The Khitan - Nomad Rulers of China


Here is an introduction to a people who ruled China from 907 to 1125 CE - a people who were nominal Buddhists but followed the old ways of shamanism, which was an equal opportunity belief system, for there were both female and male shamans, although in the east, more female than male shamans. (Image, right: In 2003, archaeologists found a woman buried in a Liao-era tomb with a headdress similar to those worn by modern shamans. (Inner Mongolia Archaeological Research Institute)).

Some Mongol people still follow the same ways today, and the shamans are mostly female. Dr. Jeannine David-Kimball wrote about them in her acclaimed book "Warrior Women." I noted with particular interest the mention of annual sacrifice of a white sheep, a white horse, and a white goose.
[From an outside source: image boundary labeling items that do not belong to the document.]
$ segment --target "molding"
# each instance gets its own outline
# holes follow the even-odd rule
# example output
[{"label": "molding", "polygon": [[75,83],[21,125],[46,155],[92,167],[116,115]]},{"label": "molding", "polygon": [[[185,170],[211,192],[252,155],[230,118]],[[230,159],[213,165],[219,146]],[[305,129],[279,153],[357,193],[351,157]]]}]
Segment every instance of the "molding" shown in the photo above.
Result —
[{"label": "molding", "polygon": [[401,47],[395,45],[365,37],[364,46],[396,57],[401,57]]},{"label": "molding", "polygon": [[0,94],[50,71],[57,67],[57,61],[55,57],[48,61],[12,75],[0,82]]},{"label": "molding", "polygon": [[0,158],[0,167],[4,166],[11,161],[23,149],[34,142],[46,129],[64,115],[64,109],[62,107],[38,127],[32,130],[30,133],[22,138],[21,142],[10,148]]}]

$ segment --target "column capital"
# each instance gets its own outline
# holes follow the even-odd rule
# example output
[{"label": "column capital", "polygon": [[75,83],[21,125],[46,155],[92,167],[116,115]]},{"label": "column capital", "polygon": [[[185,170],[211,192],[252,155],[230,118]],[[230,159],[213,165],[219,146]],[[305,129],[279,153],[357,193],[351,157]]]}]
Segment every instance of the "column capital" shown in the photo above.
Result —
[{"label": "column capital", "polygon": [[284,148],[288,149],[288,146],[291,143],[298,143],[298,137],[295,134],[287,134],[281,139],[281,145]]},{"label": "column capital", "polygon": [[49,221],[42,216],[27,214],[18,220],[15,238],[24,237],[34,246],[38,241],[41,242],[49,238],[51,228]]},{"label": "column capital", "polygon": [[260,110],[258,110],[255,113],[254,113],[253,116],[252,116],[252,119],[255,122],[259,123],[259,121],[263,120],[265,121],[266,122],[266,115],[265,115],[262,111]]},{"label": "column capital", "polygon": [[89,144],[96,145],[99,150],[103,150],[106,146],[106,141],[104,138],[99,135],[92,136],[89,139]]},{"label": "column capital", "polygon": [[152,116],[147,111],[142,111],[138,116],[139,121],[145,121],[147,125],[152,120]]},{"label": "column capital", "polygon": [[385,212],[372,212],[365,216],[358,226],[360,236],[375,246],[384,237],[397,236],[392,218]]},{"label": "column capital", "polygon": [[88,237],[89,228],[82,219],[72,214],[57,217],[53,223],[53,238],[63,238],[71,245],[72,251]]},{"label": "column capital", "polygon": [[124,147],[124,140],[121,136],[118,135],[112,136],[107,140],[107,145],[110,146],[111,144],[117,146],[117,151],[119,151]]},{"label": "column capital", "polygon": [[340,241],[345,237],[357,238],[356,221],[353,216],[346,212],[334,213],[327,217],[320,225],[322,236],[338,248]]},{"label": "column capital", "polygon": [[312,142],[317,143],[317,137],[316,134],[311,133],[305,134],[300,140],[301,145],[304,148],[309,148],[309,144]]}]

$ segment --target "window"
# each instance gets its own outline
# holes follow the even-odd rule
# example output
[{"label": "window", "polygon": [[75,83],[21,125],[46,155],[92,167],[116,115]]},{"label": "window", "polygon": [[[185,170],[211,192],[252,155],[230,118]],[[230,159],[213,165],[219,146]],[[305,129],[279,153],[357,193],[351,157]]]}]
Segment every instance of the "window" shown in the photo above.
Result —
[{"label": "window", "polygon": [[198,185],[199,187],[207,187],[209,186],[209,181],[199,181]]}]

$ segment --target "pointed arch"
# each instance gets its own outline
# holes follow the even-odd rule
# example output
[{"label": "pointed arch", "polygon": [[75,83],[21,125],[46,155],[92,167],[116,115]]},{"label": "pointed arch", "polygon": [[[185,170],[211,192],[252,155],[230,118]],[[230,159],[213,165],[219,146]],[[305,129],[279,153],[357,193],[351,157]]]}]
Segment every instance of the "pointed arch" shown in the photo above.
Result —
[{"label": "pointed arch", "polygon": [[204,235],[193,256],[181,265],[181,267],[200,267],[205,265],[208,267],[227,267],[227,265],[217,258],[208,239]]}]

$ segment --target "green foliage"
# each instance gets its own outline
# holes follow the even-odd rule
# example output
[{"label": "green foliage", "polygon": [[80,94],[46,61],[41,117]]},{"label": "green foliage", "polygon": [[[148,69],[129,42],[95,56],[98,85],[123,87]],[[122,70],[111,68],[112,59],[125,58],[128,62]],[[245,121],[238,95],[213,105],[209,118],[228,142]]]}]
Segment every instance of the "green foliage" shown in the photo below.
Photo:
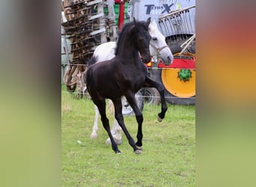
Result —
[{"label": "green foliage", "polygon": [[[144,104],[143,151],[133,153],[122,133],[121,154],[106,144],[99,119],[98,138],[91,139],[94,107],[90,99],[75,99],[62,88],[62,186],[195,186],[195,106],[168,105],[160,123],[160,105]],[[109,114],[109,121],[113,121]],[[124,117],[136,140],[135,116]]]}]

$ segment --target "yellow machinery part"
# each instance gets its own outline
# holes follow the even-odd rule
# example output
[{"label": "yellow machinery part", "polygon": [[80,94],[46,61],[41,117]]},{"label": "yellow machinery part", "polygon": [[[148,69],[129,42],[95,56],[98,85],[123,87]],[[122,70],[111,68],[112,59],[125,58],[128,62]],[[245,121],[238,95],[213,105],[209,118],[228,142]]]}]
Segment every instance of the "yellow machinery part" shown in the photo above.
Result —
[{"label": "yellow machinery part", "polygon": [[195,96],[195,70],[191,70],[191,77],[183,81],[178,77],[180,68],[162,70],[162,82],[165,89],[177,97],[191,97]]}]

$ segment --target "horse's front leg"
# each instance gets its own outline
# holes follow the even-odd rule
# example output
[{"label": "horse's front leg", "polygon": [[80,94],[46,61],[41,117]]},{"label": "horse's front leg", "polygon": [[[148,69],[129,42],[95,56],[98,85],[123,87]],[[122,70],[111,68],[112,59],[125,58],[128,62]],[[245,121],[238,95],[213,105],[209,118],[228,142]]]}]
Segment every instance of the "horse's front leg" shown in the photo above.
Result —
[{"label": "horse's front leg", "polygon": [[117,98],[115,99],[112,99],[115,105],[115,117],[118,120],[120,126],[122,128],[125,135],[127,136],[129,144],[132,147],[133,151],[136,154],[141,153],[141,151],[138,149],[136,147],[133,138],[129,135],[127,127],[125,126],[124,122],[124,117],[122,114],[122,102],[121,98]]},{"label": "horse's front leg", "polygon": [[147,76],[145,82],[143,85],[144,88],[156,88],[156,90],[159,92],[161,96],[161,112],[158,114],[158,120],[162,121],[163,118],[165,118],[165,112],[168,109],[166,101],[165,98],[165,88],[162,84],[158,82],[155,82],[151,79],[150,77]]},{"label": "horse's front leg", "polygon": [[129,104],[132,108],[132,110],[135,114],[136,120],[138,123],[138,132],[137,132],[137,142],[135,144],[136,147],[138,149],[137,152],[141,152],[142,150],[142,138],[143,138],[143,133],[142,133],[142,123],[143,123],[143,115],[139,109],[135,98],[135,94],[132,93],[128,93],[126,94],[126,97],[127,101],[129,102]]},{"label": "horse's front leg", "polygon": [[[94,102],[95,100],[94,100]],[[120,153],[121,151],[118,150],[118,147],[117,146],[117,144],[115,142],[114,138],[110,132],[110,126],[109,126],[109,121],[108,117],[106,117],[106,102],[104,100],[96,100],[94,103],[98,107],[100,117],[101,117],[101,121],[103,123],[103,127],[106,129],[106,131],[108,132],[109,137],[110,138],[112,150],[115,151],[115,153]]]},{"label": "horse's front leg", "polygon": [[96,138],[98,135],[97,132],[98,131],[98,118],[99,118],[99,110],[97,105],[94,105],[95,110],[95,117],[94,117],[94,123],[93,126],[93,131],[91,134],[91,138]]}]

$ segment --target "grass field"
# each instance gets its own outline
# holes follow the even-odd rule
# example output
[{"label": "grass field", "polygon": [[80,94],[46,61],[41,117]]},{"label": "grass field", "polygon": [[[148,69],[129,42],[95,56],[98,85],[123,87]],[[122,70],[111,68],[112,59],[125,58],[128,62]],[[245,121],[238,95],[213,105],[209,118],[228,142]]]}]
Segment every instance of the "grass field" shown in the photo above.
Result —
[{"label": "grass field", "polygon": [[[135,154],[122,133],[122,153],[115,154],[100,120],[98,138],[90,138],[92,101],[74,99],[64,88],[61,99],[62,186],[195,186],[195,106],[168,105],[159,123],[160,105],[144,103],[142,153]],[[135,116],[124,120],[136,141]]]}]

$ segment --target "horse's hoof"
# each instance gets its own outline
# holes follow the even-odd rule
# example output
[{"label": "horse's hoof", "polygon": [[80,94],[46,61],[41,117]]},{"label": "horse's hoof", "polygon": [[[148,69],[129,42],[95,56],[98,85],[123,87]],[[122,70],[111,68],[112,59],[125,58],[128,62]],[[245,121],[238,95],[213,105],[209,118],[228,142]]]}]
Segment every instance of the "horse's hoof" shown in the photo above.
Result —
[{"label": "horse's hoof", "polygon": [[138,148],[138,150],[142,150],[142,146],[138,146],[138,145],[136,145],[136,147]]},{"label": "horse's hoof", "polygon": [[140,150],[136,150],[134,151],[134,153],[135,153],[135,154],[141,154],[141,153],[142,153],[142,151]]},{"label": "horse's hoof", "polygon": [[116,151],[115,151],[115,153],[121,155],[121,152],[120,150],[116,150]]},{"label": "horse's hoof", "polygon": [[161,118],[159,116],[157,116],[157,120],[159,122],[162,122],[162,118]]},{"label": "horse's hoof", "polygon": [[90,138],[92,138],[92,139],[94,139],[97,137],[97,134],[91,134],[91,136],[90,136]]}]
From the online version of Archaeology Magazine

Dynasty of Nomads
Volume 60 Number 6, November/December 2007
by Jake Hooker
Rediscovering the forgotten Liao Empire

The Liao Empire was once considered a minor state on the fringes of Chinese civilization. Chinese-language sources depicted the Khitan as barbarians; Western scholars, who hadn't seen much material evidence other than Liao pagodas, regarded the dynasty as esoteric. But discoveries in Inner Mongolia over the past three decades have prompted scholars to reconsider these views, and Liao society is now recognized as a sophisticated blend of Khitan and Chinese traditions.

Before recent archaeological work, Liao history could only be reconstructed from Chinese-language sources. The Liao dynastic history describes the outlines of Liao culture in terms that Chinese historians could fathom--the economy, the government bureaucracy, the size and force of the cavalry, the number of vassal states. Other Chinese chronicles gave sketches of life and customs in Liao society, but they did not anticipate the profound impact that Liao innovations would have on China.
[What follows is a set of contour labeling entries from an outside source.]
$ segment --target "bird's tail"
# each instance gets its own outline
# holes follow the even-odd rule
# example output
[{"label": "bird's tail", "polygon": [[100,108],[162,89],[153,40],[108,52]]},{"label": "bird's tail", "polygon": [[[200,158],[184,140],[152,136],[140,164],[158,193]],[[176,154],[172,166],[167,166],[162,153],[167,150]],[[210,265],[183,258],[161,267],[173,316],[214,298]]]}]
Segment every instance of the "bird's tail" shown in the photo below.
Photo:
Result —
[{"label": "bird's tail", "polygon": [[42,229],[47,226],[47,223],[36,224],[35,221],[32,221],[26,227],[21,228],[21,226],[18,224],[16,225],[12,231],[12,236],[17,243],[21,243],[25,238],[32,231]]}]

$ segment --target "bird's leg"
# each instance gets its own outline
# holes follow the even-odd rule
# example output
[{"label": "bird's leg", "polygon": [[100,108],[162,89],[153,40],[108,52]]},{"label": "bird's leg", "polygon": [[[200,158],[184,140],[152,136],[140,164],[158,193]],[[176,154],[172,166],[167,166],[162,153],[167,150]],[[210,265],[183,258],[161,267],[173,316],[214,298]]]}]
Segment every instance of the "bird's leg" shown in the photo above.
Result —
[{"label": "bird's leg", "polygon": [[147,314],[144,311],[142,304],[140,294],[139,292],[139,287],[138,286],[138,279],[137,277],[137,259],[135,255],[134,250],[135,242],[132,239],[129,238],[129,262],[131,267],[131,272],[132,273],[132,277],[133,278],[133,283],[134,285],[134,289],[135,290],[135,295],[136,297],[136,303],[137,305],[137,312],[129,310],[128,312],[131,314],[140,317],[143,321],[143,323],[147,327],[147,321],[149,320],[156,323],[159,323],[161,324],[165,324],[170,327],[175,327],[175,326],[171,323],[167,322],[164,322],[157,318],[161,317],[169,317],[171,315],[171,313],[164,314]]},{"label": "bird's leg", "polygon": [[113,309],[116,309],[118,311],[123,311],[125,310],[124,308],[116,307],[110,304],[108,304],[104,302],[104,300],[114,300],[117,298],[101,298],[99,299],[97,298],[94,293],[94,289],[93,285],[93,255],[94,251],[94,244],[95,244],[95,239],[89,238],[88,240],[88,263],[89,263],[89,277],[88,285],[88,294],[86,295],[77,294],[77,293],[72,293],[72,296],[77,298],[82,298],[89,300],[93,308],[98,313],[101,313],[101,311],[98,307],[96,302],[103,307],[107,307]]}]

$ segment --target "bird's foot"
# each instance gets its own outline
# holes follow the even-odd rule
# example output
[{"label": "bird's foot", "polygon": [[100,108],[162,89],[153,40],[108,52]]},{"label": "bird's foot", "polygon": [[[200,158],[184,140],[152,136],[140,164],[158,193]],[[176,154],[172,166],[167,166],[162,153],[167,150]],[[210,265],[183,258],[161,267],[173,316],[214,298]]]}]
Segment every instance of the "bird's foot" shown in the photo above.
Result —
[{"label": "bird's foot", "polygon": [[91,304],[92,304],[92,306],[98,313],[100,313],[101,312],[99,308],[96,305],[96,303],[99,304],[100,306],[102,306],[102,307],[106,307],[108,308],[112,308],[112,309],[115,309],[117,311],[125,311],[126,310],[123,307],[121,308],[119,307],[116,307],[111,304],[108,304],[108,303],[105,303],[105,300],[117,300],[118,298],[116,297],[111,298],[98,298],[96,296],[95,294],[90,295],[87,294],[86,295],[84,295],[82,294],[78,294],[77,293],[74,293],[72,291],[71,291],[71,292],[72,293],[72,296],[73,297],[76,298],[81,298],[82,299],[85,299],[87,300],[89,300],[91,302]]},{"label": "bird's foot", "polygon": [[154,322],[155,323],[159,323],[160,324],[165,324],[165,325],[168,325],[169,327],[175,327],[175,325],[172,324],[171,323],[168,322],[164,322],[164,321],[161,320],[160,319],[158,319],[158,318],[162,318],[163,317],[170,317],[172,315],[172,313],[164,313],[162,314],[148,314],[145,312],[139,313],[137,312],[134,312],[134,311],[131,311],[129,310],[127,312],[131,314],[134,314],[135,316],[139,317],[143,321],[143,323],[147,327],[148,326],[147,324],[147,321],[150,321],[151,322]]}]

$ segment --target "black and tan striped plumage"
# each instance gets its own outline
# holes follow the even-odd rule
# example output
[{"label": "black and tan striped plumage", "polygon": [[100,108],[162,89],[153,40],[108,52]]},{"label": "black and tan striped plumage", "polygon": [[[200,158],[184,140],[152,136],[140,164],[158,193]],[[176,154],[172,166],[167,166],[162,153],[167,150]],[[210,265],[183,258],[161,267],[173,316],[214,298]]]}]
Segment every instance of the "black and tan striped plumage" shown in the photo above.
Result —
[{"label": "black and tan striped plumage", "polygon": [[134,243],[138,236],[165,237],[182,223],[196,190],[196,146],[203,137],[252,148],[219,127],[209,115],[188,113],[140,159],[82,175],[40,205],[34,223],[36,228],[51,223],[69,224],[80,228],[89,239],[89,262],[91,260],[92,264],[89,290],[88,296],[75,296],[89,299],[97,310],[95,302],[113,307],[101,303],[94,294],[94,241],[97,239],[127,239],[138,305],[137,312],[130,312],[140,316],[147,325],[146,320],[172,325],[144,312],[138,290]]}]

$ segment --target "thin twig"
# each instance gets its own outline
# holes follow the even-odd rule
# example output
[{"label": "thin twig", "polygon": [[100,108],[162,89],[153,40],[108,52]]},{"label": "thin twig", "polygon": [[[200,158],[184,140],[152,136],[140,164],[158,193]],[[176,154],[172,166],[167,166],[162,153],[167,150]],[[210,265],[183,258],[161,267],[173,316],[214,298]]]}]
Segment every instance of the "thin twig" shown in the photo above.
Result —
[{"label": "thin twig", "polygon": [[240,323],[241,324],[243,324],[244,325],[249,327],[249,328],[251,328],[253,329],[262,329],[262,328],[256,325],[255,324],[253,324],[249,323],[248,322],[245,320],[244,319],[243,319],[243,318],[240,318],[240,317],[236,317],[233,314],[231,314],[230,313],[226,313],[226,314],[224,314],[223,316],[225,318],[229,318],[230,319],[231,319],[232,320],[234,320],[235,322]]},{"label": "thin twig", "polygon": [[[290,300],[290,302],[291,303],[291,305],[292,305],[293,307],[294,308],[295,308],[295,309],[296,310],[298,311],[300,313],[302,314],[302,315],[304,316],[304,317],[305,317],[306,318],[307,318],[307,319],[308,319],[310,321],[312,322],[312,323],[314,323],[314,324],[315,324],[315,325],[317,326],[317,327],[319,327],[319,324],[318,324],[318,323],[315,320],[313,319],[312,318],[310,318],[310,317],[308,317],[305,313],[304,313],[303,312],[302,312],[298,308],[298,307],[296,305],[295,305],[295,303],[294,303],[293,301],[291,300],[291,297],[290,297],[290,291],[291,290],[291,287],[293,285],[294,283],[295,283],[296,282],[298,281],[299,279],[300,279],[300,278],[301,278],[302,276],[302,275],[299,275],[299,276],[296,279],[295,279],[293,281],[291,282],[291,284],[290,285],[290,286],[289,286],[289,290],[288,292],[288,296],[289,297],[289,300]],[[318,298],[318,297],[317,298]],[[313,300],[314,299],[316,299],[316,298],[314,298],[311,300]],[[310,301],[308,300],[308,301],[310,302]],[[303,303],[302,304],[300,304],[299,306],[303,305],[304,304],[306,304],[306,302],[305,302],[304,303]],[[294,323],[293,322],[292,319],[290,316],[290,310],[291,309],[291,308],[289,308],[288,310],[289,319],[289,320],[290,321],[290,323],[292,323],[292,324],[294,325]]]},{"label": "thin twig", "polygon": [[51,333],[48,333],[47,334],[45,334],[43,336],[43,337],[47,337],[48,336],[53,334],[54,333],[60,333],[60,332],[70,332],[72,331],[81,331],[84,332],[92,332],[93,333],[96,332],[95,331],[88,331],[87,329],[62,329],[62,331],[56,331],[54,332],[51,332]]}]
Scholars agree Liao rulers adapted Chinese customs and traditions over time. They governed the sedentary Chinese population with a civil bureaucracy modeled on the earlier Tang dynasty (A.D. 618-907): they wore Chinese dress on ceremonial occasions, built Chinese-style temples and pagodas that surpassed those built by Chinese empires, and adopted the dragon as a sacred emblem. Yet the Liao also followed the traditions of their nomadic culture. They continued to practice shamanism, and on the day of the winter solstice, they slaughtered a white sheep, a white horse, and a white goose. The Liao worshiped the mountains, the sun, and the moon, as well as the Buddha.

Chinese literati, living in some of the world's most cosmopolitan cities, did not understand these native customs, and sometimes their observations were insulting. One Chinese writer witnessed the preparation of the second Liao emperor Deguang's corpse after he died in battle, in A.D. 946. The intestines were removed and the body was filled with salt and fragrant herbs, then the arms and feet were wrapped in copper wire. The Chinese writer called the preserved remains "imperial dried meat."